# Dry aged steaks



## none (Jan 15, 2013)

OK, here's a free-be for you folks.

1) stabilize fridge temp at 33-38oF;
2) Buy a full subprimal ribeye or NY strip from costco;
3) Throw meat still in plastic in back of your fridge for three weeks;
4) remove plastic, rinse and pat dry, put on cooling rack and put back in fridge for 3 weeks;
5) Hack into 1.5 inch steaks;
6) There, you've just made $13 per pound meat into $30 per pound dry aged steaks. 

Frugality never tasted so good.


----------



## leoc2 (Dec 28, 2010)

Here are some YouTube Videos
https://www.youtube.com/watch?v=p9SJqqjdEqY

https://www.youtube.com/watch?v=1o7GTADAo1g

https://www.youtube.com/watch?v=-TiBtJWfZ4k


----------



## none (Jan 15, 2013)

Links #1 & 3 are not correct. That's not the way you do it.

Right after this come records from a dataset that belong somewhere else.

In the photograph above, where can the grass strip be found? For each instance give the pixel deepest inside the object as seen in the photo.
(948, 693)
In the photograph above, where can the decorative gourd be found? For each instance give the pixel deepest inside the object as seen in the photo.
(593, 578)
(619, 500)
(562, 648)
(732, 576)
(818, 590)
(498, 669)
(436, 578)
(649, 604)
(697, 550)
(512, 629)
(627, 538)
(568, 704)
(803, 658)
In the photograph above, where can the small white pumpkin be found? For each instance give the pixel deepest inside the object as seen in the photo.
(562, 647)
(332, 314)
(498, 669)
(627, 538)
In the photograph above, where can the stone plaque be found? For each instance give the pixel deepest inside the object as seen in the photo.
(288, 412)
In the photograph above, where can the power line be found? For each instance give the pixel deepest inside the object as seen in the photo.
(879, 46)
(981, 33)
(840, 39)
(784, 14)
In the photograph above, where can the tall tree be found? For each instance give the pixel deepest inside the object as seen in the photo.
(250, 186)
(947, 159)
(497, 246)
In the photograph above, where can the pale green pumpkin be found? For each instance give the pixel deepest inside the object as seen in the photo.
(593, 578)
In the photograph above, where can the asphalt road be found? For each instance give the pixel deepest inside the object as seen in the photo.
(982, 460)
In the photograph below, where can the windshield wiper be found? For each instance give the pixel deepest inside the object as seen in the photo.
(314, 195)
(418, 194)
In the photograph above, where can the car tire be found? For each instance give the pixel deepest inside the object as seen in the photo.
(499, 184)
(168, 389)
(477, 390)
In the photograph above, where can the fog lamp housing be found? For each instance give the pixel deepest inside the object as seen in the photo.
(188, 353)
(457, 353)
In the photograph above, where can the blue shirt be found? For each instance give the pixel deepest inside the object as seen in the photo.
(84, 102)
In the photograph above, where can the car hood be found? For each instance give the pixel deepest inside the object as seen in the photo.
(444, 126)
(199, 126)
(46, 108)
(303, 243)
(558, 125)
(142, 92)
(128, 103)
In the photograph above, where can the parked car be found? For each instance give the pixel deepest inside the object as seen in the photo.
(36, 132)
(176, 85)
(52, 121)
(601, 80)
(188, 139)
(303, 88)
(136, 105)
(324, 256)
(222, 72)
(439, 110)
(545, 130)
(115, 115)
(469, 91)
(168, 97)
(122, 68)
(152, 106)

#2 isn't bad except for the salt thing. Not a big deal but a waste of salt.


----------



## cainvest (May 1, 2013)

Never thought I'd see Ribeye or NY Strip steaks in the frugality section. 

Joking aside, a few people at my work buy the whole tenderloin from costco and do the aging thing you describe, they really like end result.


----------